А может быть, счастье – на память, на ощупь
пушистое, как мельхиор?
И пахнет спросонья лососевой рощей,
пиликает, словно прибор?
По капельке - свежий песок отмеряет
своей не счастливой родне.
А после уходит, сарай отворяет,
на медленном мокнет огне?
УХА
* * * *
Луковица огня, больше не режь меня,
больше не плачь меня и не бросай в Казань.
Ложкою не мешай, ложью не утешай,
память - мужского рода: чешется, как лишай.
Окунем нареки, вот мои плавники,
порванная губа, вспоротые стихи.
Вот надо мной проходят пьяные рыбаки.
Все на земле – мольба, дыр и, возможно, щыл.
Господи, Ты зачем комменты отключил?
Всех успокоит Сеть, соль и лавровый лист,
будет вода кипеть, будет костер искрист.
Будут сиять у ног – кости и шелуха...
Как говорил Ван Гог: «Все на земле – уха…»
Молчи, не сотвори и не разбей
я как всегда,
молчу о главном, друг,
о том же, что и над рекою вербы,
роняющие листья в чашу неба,
но даже их отягощает звук,
сбивающий молчанье на излете,
когда слеза касается воды,
теряя соль, стремления, следы,
потребность в одиночестве, свободе.
Все связано...
Все сказано, мой друг,
и что осталось здесь еще такого,
чтоб заперто не оказалось в слово,
как в клетку ребер сердца тихий стук?
И потому молчи,
как меж ветвей
хранит молчанье ясный зимородок,
как в глине побережной - самородок.
Молчи, не сотвори и не разбей...
ОЛЕГУ ГОРШКОВУ
Тебе, как встреченному в поезде, я рассказал бы жизнь мою... Невысказанность не легко нести в себе... Особенно в краю, где нет ни времени, ни случая для разговоров по душам, где не до поисков созвучия с доставшимся в соседство нам...

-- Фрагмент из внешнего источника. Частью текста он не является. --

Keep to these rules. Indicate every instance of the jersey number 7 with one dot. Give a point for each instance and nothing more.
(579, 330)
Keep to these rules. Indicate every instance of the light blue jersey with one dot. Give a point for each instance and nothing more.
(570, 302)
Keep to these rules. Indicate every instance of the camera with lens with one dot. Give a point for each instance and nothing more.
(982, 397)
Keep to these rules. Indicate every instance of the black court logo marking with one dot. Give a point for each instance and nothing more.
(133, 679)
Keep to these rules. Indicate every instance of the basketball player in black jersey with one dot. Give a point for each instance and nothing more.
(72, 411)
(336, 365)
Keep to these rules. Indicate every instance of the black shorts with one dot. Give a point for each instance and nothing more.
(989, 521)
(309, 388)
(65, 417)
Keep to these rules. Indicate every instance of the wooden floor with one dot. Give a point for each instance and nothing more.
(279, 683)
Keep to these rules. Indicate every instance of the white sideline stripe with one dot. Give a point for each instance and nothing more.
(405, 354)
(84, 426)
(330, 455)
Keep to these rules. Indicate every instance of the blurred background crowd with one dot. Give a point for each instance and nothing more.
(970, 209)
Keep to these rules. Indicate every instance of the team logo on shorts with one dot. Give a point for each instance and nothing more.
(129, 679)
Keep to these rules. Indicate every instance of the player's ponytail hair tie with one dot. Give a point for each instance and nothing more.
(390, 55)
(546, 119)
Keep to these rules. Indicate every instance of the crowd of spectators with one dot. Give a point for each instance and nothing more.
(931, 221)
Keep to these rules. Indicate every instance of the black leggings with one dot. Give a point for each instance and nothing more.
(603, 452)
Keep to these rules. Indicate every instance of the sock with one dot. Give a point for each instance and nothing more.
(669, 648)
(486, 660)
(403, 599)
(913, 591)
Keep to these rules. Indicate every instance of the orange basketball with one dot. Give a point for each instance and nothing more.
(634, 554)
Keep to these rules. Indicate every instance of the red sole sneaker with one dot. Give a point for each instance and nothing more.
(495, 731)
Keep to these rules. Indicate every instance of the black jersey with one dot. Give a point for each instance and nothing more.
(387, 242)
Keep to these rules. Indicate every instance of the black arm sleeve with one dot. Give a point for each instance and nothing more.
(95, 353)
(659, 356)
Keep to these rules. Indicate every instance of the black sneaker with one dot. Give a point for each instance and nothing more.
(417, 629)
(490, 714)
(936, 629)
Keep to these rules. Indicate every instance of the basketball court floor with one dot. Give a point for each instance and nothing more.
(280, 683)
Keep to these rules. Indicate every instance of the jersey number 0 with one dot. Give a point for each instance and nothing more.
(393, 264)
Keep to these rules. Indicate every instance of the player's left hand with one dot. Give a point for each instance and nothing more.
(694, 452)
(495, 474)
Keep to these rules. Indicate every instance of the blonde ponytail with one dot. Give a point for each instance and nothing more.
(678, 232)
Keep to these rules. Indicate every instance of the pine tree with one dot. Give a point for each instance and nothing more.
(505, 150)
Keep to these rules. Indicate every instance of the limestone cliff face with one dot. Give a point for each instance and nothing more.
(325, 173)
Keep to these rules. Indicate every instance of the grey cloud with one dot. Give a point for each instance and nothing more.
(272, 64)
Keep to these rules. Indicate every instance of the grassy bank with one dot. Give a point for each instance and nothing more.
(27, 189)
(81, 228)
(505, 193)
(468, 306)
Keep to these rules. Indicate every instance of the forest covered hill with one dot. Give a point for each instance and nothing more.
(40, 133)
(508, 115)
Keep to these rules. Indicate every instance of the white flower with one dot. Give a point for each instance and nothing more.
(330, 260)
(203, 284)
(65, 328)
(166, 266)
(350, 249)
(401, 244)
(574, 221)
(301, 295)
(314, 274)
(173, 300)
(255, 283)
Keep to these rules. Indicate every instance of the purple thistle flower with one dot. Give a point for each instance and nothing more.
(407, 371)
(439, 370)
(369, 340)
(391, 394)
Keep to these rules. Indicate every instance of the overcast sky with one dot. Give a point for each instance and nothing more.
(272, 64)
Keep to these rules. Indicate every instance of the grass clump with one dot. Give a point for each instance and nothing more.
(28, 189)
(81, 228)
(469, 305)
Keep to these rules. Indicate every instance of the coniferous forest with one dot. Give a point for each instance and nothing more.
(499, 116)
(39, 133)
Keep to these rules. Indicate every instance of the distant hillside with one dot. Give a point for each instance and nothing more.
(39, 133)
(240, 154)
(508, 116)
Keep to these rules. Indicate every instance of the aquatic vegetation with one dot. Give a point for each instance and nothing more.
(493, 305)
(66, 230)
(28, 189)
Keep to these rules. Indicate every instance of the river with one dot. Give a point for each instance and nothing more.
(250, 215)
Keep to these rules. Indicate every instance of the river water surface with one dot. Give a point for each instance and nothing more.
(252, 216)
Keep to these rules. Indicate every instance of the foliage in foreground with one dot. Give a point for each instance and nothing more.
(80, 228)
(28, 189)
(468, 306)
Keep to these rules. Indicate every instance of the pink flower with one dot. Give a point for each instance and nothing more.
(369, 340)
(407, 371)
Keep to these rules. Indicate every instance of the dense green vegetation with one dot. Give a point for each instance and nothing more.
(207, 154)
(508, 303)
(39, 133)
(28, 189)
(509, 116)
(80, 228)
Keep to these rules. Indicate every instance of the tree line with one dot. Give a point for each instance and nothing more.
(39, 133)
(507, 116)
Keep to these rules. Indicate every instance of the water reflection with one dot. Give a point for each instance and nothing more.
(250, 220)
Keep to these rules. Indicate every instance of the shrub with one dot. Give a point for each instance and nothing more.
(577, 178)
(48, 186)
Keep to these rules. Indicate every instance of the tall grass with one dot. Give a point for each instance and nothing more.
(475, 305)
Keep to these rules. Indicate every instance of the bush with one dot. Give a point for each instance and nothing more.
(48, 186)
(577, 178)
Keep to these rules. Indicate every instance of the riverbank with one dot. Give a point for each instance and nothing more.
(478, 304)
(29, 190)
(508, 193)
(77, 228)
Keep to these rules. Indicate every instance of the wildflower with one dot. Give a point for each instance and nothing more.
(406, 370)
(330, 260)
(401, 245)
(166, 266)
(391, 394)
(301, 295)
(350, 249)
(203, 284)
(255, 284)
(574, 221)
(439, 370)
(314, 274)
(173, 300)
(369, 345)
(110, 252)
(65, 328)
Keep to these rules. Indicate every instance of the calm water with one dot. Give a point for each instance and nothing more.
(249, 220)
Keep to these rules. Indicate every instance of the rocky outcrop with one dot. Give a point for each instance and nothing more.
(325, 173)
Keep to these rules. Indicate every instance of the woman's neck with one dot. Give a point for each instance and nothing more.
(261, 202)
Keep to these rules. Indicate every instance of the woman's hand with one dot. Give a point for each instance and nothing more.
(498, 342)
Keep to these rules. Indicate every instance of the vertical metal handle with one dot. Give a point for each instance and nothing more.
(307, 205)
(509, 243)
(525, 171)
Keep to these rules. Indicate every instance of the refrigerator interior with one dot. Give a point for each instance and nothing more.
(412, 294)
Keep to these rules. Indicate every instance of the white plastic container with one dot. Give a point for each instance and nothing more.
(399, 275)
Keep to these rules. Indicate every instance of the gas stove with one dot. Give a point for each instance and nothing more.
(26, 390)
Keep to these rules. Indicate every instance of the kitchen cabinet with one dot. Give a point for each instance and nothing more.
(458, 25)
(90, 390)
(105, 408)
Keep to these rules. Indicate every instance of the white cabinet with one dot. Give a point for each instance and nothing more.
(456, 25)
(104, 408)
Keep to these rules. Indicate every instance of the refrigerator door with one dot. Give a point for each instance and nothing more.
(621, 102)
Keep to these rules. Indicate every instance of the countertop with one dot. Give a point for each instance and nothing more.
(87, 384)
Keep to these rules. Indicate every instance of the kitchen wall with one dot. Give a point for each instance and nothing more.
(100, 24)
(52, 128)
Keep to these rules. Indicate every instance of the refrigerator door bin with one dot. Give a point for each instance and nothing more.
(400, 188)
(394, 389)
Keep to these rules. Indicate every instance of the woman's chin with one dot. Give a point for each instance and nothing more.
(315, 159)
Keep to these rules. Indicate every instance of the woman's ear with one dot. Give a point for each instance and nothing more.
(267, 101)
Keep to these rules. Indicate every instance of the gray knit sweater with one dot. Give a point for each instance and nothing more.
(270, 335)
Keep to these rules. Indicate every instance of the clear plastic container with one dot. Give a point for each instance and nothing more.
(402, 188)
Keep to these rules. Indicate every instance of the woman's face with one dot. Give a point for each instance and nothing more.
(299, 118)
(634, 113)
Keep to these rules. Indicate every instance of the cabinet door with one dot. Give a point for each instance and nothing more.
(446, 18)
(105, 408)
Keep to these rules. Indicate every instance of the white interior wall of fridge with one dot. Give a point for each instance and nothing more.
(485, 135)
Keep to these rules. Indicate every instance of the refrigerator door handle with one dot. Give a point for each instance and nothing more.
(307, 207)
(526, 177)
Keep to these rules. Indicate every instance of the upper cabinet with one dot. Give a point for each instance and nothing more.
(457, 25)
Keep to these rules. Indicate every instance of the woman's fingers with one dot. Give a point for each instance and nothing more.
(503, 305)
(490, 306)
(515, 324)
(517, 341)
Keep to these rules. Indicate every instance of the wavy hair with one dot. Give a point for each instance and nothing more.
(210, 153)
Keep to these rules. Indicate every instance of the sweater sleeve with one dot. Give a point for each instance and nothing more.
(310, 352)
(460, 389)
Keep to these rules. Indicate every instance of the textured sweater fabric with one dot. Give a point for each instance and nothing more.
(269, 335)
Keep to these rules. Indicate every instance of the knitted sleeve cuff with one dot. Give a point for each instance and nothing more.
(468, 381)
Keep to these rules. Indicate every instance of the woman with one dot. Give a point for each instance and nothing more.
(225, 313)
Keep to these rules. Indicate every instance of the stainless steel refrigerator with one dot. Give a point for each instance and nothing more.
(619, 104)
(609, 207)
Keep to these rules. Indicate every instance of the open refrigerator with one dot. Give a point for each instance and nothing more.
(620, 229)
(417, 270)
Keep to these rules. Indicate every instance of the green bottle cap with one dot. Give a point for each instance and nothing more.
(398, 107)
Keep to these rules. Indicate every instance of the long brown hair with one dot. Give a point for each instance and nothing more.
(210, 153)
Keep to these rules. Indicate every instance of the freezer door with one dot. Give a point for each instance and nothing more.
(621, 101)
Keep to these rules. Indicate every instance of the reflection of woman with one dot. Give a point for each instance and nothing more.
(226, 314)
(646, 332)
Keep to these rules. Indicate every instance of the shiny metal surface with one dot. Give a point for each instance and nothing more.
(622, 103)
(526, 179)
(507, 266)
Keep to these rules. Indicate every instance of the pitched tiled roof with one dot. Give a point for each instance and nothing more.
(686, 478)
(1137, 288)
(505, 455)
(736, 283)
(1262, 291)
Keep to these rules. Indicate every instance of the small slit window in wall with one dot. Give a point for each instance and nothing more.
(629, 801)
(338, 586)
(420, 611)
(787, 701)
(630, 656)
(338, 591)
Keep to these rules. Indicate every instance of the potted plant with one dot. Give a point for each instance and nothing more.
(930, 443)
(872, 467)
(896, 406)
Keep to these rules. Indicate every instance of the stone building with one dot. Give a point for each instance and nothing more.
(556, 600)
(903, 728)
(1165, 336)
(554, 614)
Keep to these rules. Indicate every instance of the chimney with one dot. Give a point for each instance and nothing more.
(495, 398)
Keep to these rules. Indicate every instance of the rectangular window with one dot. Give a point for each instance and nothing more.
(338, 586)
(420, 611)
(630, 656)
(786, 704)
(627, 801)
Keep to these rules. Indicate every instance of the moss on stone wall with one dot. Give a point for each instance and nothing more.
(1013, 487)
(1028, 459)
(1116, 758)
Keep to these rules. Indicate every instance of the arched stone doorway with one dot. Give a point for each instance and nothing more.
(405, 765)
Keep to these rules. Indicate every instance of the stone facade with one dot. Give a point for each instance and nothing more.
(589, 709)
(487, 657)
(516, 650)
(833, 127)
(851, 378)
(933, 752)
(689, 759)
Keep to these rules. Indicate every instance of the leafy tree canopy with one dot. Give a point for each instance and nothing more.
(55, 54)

Я б рассказал тебе про мальчика, что вырос между двух огней: с утра советская “романтика”, а вечером, на смену ей – другой акцент, другие новости сквозь шумовую трескотню, как неусыпный голос совести вдогон бессовестному дню...
Я б рассказал тебе про юношу стеснявшегося полноты… Он, в брюки узкие просунувшись, бродил вдоль роковой черты по лезвию грехопадения с «Прекрасной Дамой» в голове, превозмогая искушение картиной «Завтрак на траве»...
Я б рассказал тебе доходчиво, сермяжной правды не тая, свой блудный путь из дома отчего, в который не вернулся я... И, думаю, не помешало бы ничто мне в свой рассказ вплести подспудно вызревшие жалобы не слишком ровного пути...
Я б рассказал тебе... А нужен ли кому-то этот мой рассказ? Ведь жизнь с тобой одну и ту же нам поврозь пришлось пройти...Тоска... И говорить всё меньше хочется... Кто визави? С кем тет-а-тет? Полусвятое одиночество – твой рай прижизненный, поэт.
В ком обретёшь ты собеседника? Похоже, суждено тебе исчезнуть в гуще заповедника, не оставляя на тропе следа, ведущего в урочища, где за мифической рекой твоим кумирам до сих пор ещё лишь снится призрачный покой...
Да, позади романы, повести... Но мемуары – ни к чему. А всё таки – умчать на поезде в даль многодневную, сквозь тьму и свет того отечества, где , может быть, в купе одном случится кто-то – делать нечего! – чтоб с ним за водкой и вином наговориться очищающе, как с новым другом , дорожа той правдой, что, пока жива ещё, озвучить силится душа. Обиды, раны, язвы мщения забыть в неблизком том пути. Не рай - отдушину в общении с тем собеседником найти. И в тамбур вынося багаж его , и зная – больше никогда, почуять дуновенье страшного, но настоящего суда.